Muavaefa’atasi said his staff has been dealing with this problem for many years, and every time they came across it, they follow the steps required by the program.
He said store owners wanting a license to receive food stamps must first undergo training, to ensure they understand all program requirements. The responsibility of the owner, according to a Retailer Agreement they sign, is to school the cashiers on the program requirements.
Once a complaint is received about a store accepting food stamps without a license, Muavaefa’atasi said the first move is to set up a “compliance buy” to confirm the allegations are true.
Once proof is established, the next step is to transfer the issue to the “Program Evaluation Division”.
A letter to inform the owner of the violation is sent out once the investigation is complete. The license is suspended for 6 months if the same store fails to comply with the program requirements three times.
On the issue of stores accepting food stamps without licenses, Muavaefa’atasi said once they confirm the allegation, a letter is sent out to inform the owner of the situation, and advise them to stop the illegal activities.
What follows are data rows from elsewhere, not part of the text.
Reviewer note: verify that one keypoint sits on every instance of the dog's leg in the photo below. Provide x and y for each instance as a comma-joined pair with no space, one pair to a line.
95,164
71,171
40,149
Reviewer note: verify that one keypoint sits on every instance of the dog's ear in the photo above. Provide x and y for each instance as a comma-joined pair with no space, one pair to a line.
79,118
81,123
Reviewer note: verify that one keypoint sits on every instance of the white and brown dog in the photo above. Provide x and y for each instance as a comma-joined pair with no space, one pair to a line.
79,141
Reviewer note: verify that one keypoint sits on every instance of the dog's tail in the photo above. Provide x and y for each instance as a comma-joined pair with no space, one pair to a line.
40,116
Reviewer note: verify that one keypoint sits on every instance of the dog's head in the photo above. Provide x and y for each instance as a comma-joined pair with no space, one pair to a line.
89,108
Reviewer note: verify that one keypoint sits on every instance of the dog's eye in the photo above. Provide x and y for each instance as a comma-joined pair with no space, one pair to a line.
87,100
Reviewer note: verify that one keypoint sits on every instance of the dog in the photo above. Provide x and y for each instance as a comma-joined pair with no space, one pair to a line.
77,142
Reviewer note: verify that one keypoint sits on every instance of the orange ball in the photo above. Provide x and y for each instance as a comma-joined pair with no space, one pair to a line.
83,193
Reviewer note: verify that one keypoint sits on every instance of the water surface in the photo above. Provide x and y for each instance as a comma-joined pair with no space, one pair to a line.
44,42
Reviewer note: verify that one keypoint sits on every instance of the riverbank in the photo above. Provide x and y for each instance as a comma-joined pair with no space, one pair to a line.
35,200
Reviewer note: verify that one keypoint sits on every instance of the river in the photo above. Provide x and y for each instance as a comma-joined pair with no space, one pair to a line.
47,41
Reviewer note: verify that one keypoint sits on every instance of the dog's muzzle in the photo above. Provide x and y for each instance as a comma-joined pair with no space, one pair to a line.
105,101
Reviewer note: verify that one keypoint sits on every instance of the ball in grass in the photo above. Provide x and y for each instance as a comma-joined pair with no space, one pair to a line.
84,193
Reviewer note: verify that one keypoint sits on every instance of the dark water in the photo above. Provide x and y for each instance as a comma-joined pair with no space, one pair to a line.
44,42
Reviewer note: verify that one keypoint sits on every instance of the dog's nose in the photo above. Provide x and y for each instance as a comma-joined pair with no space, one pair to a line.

At the same time, the name of the store will be forwarded to the Attorney General.
Vice Speaker Fetu Fetui Jr told Muavaefa’atasi that his staff needs to inform the store owners right away, upon discovery of illegal activities, instead of waiting a month to do so.
Speaking about the importance of individual rights and due process of law, Fetu advised Muavaefa’atasi to take his advice and follow it.
“Once your staff discovers any illegal activities by any store owner, which violate the program requirements, it's your duty as the director of DHSS to immediately inform those store owners and tell them to stop the illegal activities,” Fetu said.